Military-backed elite have tightened their grip on power, but cave drama showed citizens can come together
After a year of swallowing bitter pills from an increasingly entrenched military-backed elite, 2018 ended on another sour note for citizens of Thailand.
Anyone optimistic that February’s general election might open a new chapter for the nation will be disappointed. The best we can hope for is to take a small step back to political normalcy. True representative democracy is not on our horizon.
More than four years after the Army intervened once again to end political deadlock, the self-appointed guardians of the nation’s destiny are ambitious to extend their stay in power.
The bitter medicine of their rule in 2018 underlined just how far we still have to go to achieve good governance. And in case any reminder was needed, as the New Year break loomed last week, the National Anti-Corruption Commission absolved Deputy PM Prawit Wongsuwan of failing to declare a Bt37-million collection of luxury wristwatches when he took up his government post.
The country collectively shook its head over the NACC ruling, while at the same time bobbing to the rap song “Prathet Ku Me (My Country’s Got…)” and its blistering attack on Thailand’s political hypocrisy and social injustice.
Prawit was already sporting a foot injury sustained in July, when he shot his mouth off after a tour boat capsized near Phuket, killing 47 Chinese tourists. The deputy PM was quick to blame the Chinese tour operators, accusing them of ignoring Thai safety regulations. The heartlessness of the statement prompted a wave of cancelled bookings from Chinese travellers, resulting in a 20-per-cent drop in arrivals between August and October.

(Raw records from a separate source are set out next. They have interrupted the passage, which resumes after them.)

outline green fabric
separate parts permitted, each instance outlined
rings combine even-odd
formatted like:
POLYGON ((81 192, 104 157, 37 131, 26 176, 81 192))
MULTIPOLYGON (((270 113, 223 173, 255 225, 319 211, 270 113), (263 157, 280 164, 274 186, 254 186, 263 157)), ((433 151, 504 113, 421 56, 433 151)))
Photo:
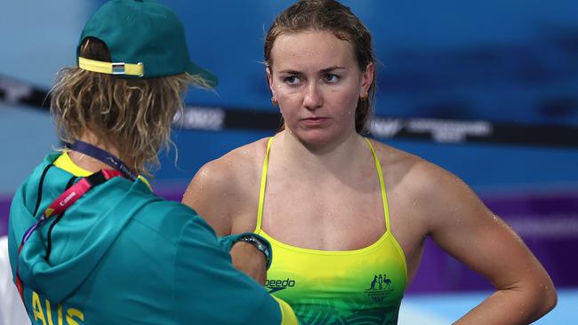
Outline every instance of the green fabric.
POLYGON ((142 62, 145 78, 187 72, 200 75, 212 86, 218 83, 214 75, 190 60, 177 15, 155 0, 111 0, 103 4, 86 22, 76 54, 88 36, 107 44, 113 62, 142 62))
MULTIPOLYGON (((56 157, 48 155, 12 201, 12 266, 24 232, 73 177, 52 167, 32 215, 40 175, 56 157)), ((54 226, 46 261, 51 223, 33 233, 18 261, 33 324, 281 323, 279 305, 232 266, 213 229, 141 181, 115 178, 81 197, 54 226)))

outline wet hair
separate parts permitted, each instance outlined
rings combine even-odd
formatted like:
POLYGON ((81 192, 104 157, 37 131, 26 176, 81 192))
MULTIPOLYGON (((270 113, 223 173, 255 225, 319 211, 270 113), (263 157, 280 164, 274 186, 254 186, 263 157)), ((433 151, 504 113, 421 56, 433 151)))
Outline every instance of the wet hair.
MULTIPOLYGON (((329 31, 337 38, 350 43, 361 71, 365 71, 367 65, 375 61, 371 33, 349 7, 334 0, 301 0, 281 12, 271 24, 264 46, 267 67, 273 66, 271 50, 280 35, 308 30, 329 31)), ((366 132, 368 129, 375 96, 375 77, 374 72, 367 99, 357 99, 355 120, 357 133, 366 132)))
MULTIPOLYGON (((106 44, 93 37, 83 42, 79 55, 111 60, 106 44)), ((71 144, 90 131, 101 144, 114 145, 135 171, 147 175, 159 166, 159 150, 173 145, 171 123, 184 107, 184 91, 189 84, 206 85, 200 76, 187 74, 123 78, 76 67, 61 69, 56 79, 51 113, 60 140, 71 144)))

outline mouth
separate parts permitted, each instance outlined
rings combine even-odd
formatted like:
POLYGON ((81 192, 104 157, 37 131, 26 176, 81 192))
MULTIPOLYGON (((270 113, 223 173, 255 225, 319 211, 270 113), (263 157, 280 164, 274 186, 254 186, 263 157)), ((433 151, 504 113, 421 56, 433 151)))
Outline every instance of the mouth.
POLYGON ((301 118, 300 121, 301 123, 308 126, 320 126, 324 124, 327 120, 329 120, 328 117, 311 116, 301 118))

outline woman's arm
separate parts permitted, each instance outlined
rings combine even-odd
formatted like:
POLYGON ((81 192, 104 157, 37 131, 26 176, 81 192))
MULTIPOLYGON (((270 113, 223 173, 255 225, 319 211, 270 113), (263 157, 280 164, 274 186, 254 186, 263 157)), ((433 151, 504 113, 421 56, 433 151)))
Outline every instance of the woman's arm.
MULTIPOLYGON (((242 169, 250 167, 250 162, 237 156, 235 152, 212 161, 197 172, 183 194, 182 203, 195 210, 219 236, 232 234, 237 211, 247 202, 244 196, 247 186, 237 175, 247 174, 242 169)), ((265 283, 267 261, 254 246, 238 242, 232 245, 229 253, 237 270, 259 283, 265 283)))
POLYGON ((554 308, 554 284, 538 259, 467 185, 425 162, 414 176, 429 234, 496 288, 456 324, 528 324, 554 308))
POLYGON ((231 234, 230 210, 237 196, 231 174, 221 160, 207 162, 197 172, 182 196, 182 203, 202 216, 219 236, 231 234))

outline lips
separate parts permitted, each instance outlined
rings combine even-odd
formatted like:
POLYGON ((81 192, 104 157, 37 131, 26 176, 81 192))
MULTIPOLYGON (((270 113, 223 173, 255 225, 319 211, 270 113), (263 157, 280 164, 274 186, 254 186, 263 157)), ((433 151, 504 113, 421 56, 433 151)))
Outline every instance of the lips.
POLYGON ((320 126, 323 125, 328 120, 329 120, 328 117, 312 116, 312 117, 301 118, 300 121, 301 123, 308 126, 320 126))

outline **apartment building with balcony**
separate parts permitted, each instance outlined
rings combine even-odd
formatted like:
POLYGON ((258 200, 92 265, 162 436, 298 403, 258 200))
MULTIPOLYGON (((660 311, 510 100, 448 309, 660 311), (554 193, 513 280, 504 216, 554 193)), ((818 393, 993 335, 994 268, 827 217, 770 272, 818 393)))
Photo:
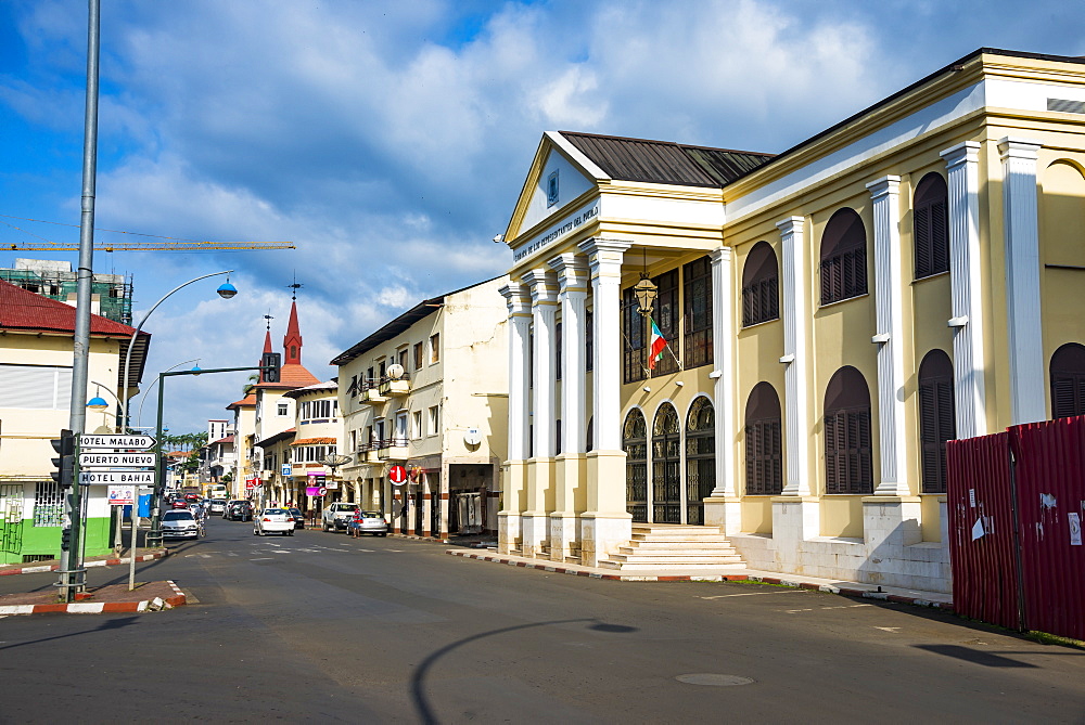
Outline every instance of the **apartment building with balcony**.
POLYGON ((507 439, 505 277, 423 300, 339 366, 340 478, 394 530, 444 539, 497 531, 507 439), (403 466, 401 486, 388 479, 403 466))

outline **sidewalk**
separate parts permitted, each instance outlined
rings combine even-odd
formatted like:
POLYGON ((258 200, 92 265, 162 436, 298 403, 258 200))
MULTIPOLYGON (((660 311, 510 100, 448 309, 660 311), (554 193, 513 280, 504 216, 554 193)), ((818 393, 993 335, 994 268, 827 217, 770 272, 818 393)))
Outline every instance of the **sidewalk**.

Hopes were lifted when the long arm of the law reached out for Thailand’s top monks following an investigation into financial corruption in the Sangha Supreme Council by tough-as-nails National Buddhism Office chief Pongporn Parmsneh.
Among those stripped of their saffron robes was Phra Prommedhi, an abbot known for spreading Islamophobic sentiment among his followers. He fled to Germany where he has applied for asylum.
Trophy hunting, a pursuit often indulged in by the rich and famous, also made headlines this past year. A team of forest rangers at Thung Yai Naresuan Wildlife Sanctuary in Kanchanaburi apprehended Premchai Karnasuta, president of Italian-Thai Development Plc, at a jungle camp littered with carcasses of rare wildlife, including a black leopard that had been skinned and butchered.
All eyes will be on the court case over the next three months to see what course Thai justice takes.
The judiciary did not generate much sympathy earlier in the year when they came under fire over alleged encroachment in Chiang Mai’s Doi Suthep, a sacred landmark in the running for World Heritage status. Apparently, building housing for judges on hillsides off-limits to ordinary people was not an issue, legally speaking.
But while the judiciary took a beating in the social media, the authorities decided to give nature a chance to heal another wound. One of the country’s top tourist destinations, Krabi’s Maya Bay in Had Nopparat Tara-Phi Phi National Park, was shut to visitors to give it time to recover. The brave measure is apparently paying off, as marine life including black tip reef sharks are finally returning to the calmer and cleaner waters.
The beloved Dusit Zoo left Bangkok, together with residents like Mae Mali the Hippo, who have found new homes at wildlife facilities around the country.
An unlikely whistle-blower, Panida Yotpanaya, gave everybody renewed hope when the 22-year-old intern at the Khon Kaen Protection Centre for the Destitute courageously brought to light large-scale corruption in the ministry.
But the news that united all of us was the mission to rescue a group of young footballers stranded by rising floodwater in a Chiang Rai cave. For a brief moment, we forgot about the bitter pills and found unity in sympathy for the plight of the boys in the cave – two of whom were stateless. In a year of division and dictatorship, memories of the Tham Luang drama offered proof of what Thais, at their best, are capable of.